Lane coughed, then moaned.
“Oh, thank God,” Hardie said.
He carried her semiconscious body to the middle of the floor. Blood had spurted out of her nose, and one eye was already puffy. She was in shock. You would be, too, if someone punched you in the face.
Hardie followed the shock playlist: elevated her legs (on a stack of music composition books he found in the studio); made sure she was breathing; checked her pulse to make sure it wasn’t racing.
“Lane.”
“What…?”
“Lane, you’re okay. Just relax and breathe, everything’s going to be okay.”

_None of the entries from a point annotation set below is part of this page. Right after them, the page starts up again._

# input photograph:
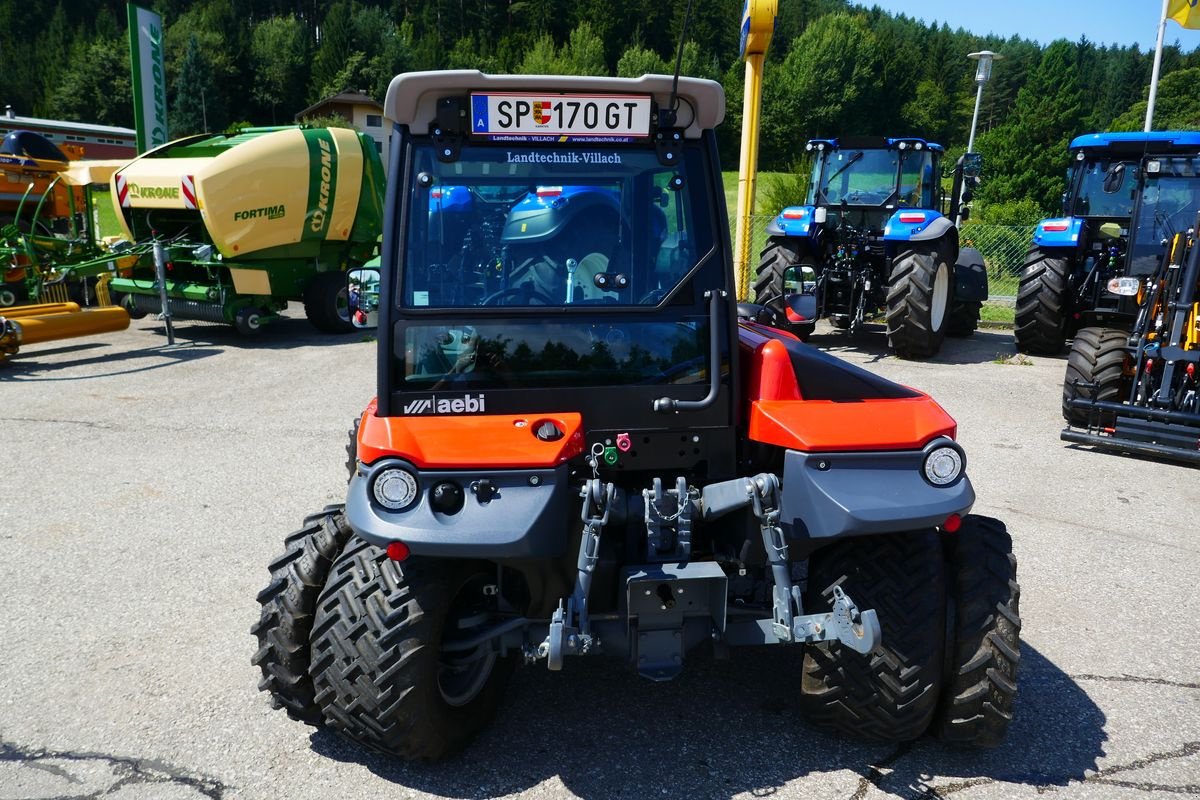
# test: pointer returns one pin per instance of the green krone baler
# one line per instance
(250, 221)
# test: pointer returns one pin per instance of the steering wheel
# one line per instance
(527, 293)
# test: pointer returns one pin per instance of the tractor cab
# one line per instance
(557, 251)
(1127, 193)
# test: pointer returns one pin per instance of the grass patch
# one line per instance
(1014, 359)
(997, 313)
(105, 214)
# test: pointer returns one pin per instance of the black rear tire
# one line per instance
(778, 256)
(288, 603)
(889, 695)
(919, 293)
(327, 304)
(1098, 355)
(964, 318)
(1041, 320)
(377, 665)
(985, 650)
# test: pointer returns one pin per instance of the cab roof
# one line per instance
(412, 97)
(874, 143)
(1137, 139)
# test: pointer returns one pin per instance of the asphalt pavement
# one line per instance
(148, 487)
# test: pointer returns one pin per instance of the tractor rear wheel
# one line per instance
(1097, 356)
(918, 300)
(964, 318)
(1042, 304)
(288, 603)
(891, 693)
(984, 647)
(327, 304)
(777, 258)
(377, 662)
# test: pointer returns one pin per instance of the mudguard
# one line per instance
(1062, 232)
(916, 224)
(970, 276)
(827, 495)
(520, 513)
(793, 221)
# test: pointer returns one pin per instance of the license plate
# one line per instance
(561, 118)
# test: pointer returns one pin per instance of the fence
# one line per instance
(1003, 250)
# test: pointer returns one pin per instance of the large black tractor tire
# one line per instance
(1097, 356)
(777, 257)
(984, 625)
(381, 677)
(288, 603)
(1042, 304)
(327, 304)
(891, 693)
(919, 300)
(964, 318)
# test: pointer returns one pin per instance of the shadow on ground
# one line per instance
(984, 346)
(726, 728)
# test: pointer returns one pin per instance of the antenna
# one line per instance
(667, 116)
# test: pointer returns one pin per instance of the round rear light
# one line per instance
(395, 488)
(943, 465)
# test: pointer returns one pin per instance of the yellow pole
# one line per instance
(757, 25)
(748, 172)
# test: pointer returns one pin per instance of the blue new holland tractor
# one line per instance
(1072, 274)
(871, 236)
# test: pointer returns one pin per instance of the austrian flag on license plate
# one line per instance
(561, 116)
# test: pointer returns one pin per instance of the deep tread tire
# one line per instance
(376, 655)
(916, 326)
(288, 603)
(1041, 320)
(1097, 355)
(327, 304)
(778, 254)
(977, 702)
(964, 318)
(889, 695)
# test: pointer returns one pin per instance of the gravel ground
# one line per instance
(150, 486)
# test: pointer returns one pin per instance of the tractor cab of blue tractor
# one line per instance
(877, 233)
(1127, 193)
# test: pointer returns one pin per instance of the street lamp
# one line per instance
(983, 73)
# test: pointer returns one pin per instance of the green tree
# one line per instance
(198, 107)
(1176, 104)
(637, 61)
(825, 86)
(95, 86)
(280, 56)
(1025, 156)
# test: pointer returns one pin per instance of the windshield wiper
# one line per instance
(840, 170)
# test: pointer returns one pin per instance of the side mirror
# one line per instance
(1114, 178)
(972, 164)
(363, 295)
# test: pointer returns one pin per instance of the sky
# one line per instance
(1104, 22)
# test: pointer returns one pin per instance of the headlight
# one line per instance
(943, 465)
(394, 488)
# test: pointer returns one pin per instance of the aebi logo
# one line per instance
(465, 404)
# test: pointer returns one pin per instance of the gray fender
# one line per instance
(970, 276)
(526, 516)
(936, 229)
(828, 495)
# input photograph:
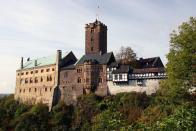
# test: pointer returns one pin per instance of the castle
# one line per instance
(63, 77)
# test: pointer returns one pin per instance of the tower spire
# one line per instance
(98, 11)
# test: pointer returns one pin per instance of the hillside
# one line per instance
(125, 111)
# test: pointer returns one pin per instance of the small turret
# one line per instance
(21, 63)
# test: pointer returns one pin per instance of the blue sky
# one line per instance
(35, 28)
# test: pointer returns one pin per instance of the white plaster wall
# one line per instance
(150, 86)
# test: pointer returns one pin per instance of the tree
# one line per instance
(126, 55)
(182, 58)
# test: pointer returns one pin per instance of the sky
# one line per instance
(37, 28)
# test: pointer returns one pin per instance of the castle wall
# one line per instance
(70, 89)
(150, 86)
(35, 85)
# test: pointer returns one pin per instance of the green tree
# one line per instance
(181, 59)
(126, 55)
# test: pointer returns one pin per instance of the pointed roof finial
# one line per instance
(97, 14)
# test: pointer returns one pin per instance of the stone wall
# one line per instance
(35, 85)
(150, 86)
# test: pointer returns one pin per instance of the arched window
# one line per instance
(36, 80)
(79, 80)
(41, 79)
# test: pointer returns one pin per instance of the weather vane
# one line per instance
(98, 9)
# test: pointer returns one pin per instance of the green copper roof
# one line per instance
(43, 61)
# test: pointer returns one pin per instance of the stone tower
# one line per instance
(95, 38)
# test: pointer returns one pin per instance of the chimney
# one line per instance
(58, 57)
(21, 64)
(28, 59)
(35, 63)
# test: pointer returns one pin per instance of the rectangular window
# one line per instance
(116, 77)
(66, 75)
(42, 70)
(120, 76)
(100, 80)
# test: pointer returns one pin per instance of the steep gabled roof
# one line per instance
(43, 61)
(122, 69)
(100, 59)
(154, 62)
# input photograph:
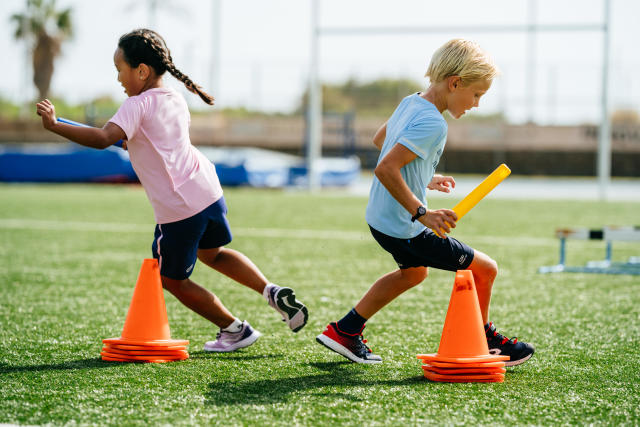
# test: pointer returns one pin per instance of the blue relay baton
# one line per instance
(71, 122)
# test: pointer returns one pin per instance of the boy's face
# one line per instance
(464, 97)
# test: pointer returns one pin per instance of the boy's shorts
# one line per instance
(426, 250)
(176, 244)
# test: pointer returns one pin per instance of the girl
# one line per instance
(182, 186)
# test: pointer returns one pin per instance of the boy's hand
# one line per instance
(47, 111)
(440, 221)
(442, 183)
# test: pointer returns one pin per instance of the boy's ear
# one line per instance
(453, 82)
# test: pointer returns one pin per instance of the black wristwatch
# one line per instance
(421, 211)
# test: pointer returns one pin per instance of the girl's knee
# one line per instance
(172, 285)
(414, 276)
(208, 256)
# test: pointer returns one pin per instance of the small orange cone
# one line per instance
(146, 327)
(463, 344)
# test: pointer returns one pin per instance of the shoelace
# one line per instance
(364, 343)
(501, 337)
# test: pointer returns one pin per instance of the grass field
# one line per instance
(70, 255)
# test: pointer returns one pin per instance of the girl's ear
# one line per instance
(144, 71)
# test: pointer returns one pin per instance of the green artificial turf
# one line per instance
(70, 256)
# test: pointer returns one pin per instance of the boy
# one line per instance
(411, 143)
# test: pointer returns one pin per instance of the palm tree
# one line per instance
(45, 28)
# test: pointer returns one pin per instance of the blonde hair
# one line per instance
(463, 58)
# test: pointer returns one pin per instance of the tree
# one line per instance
(45, 28)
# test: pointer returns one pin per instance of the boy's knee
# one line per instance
(485, 266)
(414, 276)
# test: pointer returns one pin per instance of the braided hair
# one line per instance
(143, 46)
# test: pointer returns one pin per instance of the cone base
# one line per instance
(166, 353)
(119, 359)
(466, 365)
(463, 370)
(142, 358)
(127, 347)
(492, 378)
(476, 359)
(150, 343)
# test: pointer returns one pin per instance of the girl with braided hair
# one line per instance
(182, 186)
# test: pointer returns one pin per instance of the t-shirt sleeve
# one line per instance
(129, 116)
(422, 137)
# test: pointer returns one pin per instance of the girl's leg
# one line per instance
(234, 265)
(484, 271)
(387, 288)
(200, 300)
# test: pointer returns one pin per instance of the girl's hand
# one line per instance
(440, 221)
(442, 183)
(47, 111)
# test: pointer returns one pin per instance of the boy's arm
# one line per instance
(381, 134)
(388, 172)
(87, 136)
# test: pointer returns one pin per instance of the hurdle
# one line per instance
(608, 234)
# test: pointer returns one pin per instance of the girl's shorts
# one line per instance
(176, 244)
(426, 250)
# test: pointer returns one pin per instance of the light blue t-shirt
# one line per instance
(418, 125)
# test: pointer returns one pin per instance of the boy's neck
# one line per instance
(436, 94)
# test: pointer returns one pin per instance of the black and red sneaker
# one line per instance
(351, 346)
(518, 351)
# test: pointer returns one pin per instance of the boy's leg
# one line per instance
(389, 287)
(345, 336)
(484, 271)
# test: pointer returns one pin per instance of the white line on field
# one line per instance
(278, 233)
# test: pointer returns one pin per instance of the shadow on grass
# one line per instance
(236, 355)
(93, 363)
(274, 390)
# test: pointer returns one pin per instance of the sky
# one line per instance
(264, 50)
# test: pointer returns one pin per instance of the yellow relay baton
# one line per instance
(478, 193)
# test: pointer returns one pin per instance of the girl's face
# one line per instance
(465, 97)
(131, 79)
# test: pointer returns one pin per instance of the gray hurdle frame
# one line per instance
(605, 266)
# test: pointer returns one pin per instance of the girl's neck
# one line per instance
(152, 83)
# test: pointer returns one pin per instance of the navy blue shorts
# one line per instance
(426, 250)
(176, 244)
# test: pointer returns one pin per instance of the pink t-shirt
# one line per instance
(178, 179)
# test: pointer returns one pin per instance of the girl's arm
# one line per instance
(88, 136)
(381, 134)
(388, 172)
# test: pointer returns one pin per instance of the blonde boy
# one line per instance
(411, 143)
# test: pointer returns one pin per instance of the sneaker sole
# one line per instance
(342, 350)
(518, 362)
(295, 313)
(240, 344)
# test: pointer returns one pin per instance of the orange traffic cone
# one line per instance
(463, 354)
(146, 335)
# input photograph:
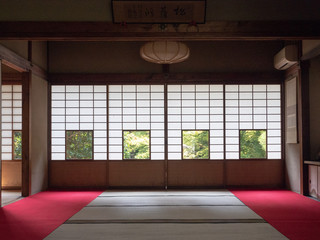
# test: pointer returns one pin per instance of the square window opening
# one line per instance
(195, 144)
(136, 144)
(79, 145)
(17, 145)
(253, 144)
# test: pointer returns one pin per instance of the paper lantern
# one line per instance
(164, 52)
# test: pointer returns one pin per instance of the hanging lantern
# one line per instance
(164, 52)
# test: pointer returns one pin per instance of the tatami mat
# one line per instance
(237, 231)
(166, 212)
(220, 192)
(167, 201)
(176, 215)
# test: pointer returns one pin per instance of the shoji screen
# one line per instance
(136, 107)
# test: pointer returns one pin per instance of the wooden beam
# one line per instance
(107, 31)
(12, 78)
(160, 78)
(26, 142)
(18, 63)
(313, 53)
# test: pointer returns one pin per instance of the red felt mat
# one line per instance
(295, 216)
(37, 216)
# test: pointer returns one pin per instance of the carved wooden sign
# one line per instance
(128, 11)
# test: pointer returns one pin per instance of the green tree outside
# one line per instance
(195, 144)
(253, 143)
(136, 144)
(79, 144)
(17, 145)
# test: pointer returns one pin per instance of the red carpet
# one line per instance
(295, 216)
(37, 216)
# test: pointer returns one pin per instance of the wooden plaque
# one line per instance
(128, 11)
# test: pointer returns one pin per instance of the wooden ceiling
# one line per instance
(107, 31)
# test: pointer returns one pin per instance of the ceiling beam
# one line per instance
(107, 31)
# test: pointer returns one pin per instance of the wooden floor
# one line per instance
(10, 196)
(166, 215)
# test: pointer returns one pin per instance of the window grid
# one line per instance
(195, 107)
(11, 118)
(79, 107)
(221, 109)
(260, 111)
(136, 107)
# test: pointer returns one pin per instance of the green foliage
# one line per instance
(195, 144)
(136, 145)
(79, 144)
(17, 145)
(253, 143)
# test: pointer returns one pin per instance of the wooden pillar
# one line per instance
(304, 127)
(0, 131)
(26, 143)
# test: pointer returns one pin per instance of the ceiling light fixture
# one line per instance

That was important with shock victims. They were like five-year-olds waking up in the middle of the night after a bad dream. You had to reassure them. Let them know you were in control of the situation, and that you weren’t going to let anything bad happen to them. Well, again.
“What… happened to me?”
“I seem to have punched you in the face.”
“You… wh-what?”
“I thought you were one of Them.”
Despite the blood and the shock, Lane smiled.
“You said Them. I guess you believe me now.”
“I guess I do.”
Hardie went to the bathroom, wet a rag with cold water, then used it to wipe away some of the blood from her face. Her eye was even more swollen now. Which was not good. He went back to the bathroom, rinsed out the rag, then folded it into quarters, which he put over Lane’s eye. Guess it was all about stabbing and eye injuries up here in the Hollywood Hills today.
Her lone eye stared up at him. It was a beautiful eye.